Over time, I have come to feel this git workflow is more of an attempt to coerce git into a workflow that is familiar to users coming from subversion, rather than learning and understanding git's strengths. A corollary problems is that it mixes development workflow with release management - two disparate concerns that should be handled separately.
After a couple years of using this model, I have done away with using a develop or release branches whatsoever. Develop everything in feature branches, based on either the most recent production tag or the master branch, depending on if it is a hotfix or if it is new development work. A lot of people do not seem to understand you can just checkout a tag, so you do not need to keep a number of hotfix branches around for in-house repositories.
Now, it would be nice to develop a better tagging strategy for rolling updates to a web application, but, for the time being, simply using a stage and production tag work well enough. This is certainly suboptimal and can cause problems, and I cannot recommend doing so. Instead, use production and stage tags with either sane version numbers or simple timestamps. It would be best to only promote from staging to production, but that is not exactly necessary. Most of my thoughts on the release management side of things comes from Alex at The Daily WTF [1].
I'm not the parent, but I find the nvie.com branching workflow a little complicated.
My experience lies a little bit with the kernel workflow, but heavily with the Openstack workflow, which has large codebases as well.
Both workflows differ from the nvie.com workflow by not needing a 'develop' branch and as a result, needing less merges.
Both Openstack and the Linux kernel use 'master' for development. In the kernel case, changes are reasonably well tested and vetted before they hit 'master' by the use of maintainer branches.
In Openstack, all changes get gated through a variety of unit, functional and integration tests, so they are reasonably well tested as well.
AFAICT, feature and release branches work the same in all three workflows.
I guess both Openstack and the Linux kernel care less about hotfixes since neither run production systems, only their customers do.
In my capacity running a production Openstack system, we apply hotfixes to our release branch and then deploy it from there.
I guess I just really dislike all of the merging that happens in the nvie.com workflow and the extra 'develop' branch as a result. It seems unnecessarily complicated.
I am working on average size web applications, which simplifies things greatly, but I do not think your characterization of kernel development is correct.
The official kernel mirror on github[1] does not have any of these extraneous branches, and, unsurprisingly, makes good use of the tagging ability built into git.
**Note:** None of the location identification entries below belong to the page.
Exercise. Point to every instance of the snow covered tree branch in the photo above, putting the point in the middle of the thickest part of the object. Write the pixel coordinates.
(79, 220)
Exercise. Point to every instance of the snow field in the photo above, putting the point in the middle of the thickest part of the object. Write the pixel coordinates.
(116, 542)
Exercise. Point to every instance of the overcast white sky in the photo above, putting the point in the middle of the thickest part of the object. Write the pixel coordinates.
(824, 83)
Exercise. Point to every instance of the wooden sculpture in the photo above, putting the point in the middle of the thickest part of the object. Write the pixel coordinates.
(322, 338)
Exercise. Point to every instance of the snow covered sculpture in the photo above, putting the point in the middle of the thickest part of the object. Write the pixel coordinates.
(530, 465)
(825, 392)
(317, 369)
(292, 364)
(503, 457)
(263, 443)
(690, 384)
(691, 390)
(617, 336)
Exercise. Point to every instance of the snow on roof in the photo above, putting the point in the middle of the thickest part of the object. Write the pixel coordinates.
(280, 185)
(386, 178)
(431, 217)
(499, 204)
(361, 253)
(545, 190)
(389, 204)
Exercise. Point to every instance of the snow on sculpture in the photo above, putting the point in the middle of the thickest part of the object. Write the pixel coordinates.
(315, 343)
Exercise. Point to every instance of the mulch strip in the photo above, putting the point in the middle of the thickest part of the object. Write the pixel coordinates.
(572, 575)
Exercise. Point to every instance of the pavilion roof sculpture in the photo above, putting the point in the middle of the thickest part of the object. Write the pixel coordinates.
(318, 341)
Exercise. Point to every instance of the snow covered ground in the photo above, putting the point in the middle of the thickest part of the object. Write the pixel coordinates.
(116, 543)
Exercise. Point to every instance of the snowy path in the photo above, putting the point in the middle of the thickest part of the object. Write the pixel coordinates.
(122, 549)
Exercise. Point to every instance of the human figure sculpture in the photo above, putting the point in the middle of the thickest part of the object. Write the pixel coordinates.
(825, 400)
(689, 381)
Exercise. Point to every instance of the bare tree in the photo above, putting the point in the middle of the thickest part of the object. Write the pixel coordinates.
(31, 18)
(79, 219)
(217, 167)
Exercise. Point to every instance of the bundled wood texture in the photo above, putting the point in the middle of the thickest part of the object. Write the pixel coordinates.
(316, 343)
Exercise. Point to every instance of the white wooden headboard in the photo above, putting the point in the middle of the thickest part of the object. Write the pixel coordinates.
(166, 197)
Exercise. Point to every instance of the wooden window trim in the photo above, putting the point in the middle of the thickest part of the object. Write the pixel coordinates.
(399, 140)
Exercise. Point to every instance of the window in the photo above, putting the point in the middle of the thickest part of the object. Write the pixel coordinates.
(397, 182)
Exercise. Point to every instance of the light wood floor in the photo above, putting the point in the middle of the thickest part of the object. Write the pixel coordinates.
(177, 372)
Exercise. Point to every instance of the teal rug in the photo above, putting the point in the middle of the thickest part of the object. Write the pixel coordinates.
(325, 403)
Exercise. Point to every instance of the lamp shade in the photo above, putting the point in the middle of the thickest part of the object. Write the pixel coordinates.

In fact, the kernel developers prefer[2,3] that feature branches are always based on a known working state if possible, rather than some arbitrarily moving branch, be it called master or develop. That said, the master branch of the linux kernel is, by no means, relegated to only having merge commits from feature branches that correspond to releases.
After a few release cycles, we decided to switch back to simple feature branches with a master that is always deployable.. modeled after GitHub's workflow:
http://scottchacon.com/2011/08/31/github-flow.html
We found GitFlow's benefits weren't enough to compensate for the added complexity and subpar GitHub integration.
I did just enter a shop where git is new to a lot of people. Kind of blew my mind but I've been in startup land for years and just came back to enterprise development.
After a couple years of using this model, I have done away with using a develop or release branches whatsoever. Develop everything in feature branches, based on either the most recent production tag or the master branch, depending on if it is a hotfix or if it is new development work. A lot of people do not seem to understand you can just checkout a tag, so you do not need to keep a number of hotfix branches around for in-house repositories.
Now, it would be nice to develop a better tagging strategy for rolling updates to a web application, but, for the time being, simply using a stage and production tag work well enough. This is certainly suboptimal and can cause problems, and I cannot recommend doing so. Instead, use production and stage tags with either sane version numbers or simple timestamps. It would be best to only promote from staging to production, but that is not exactly necessary. Most of my thoughts on the release management side of things comes from Alex at The Daily WTF [1].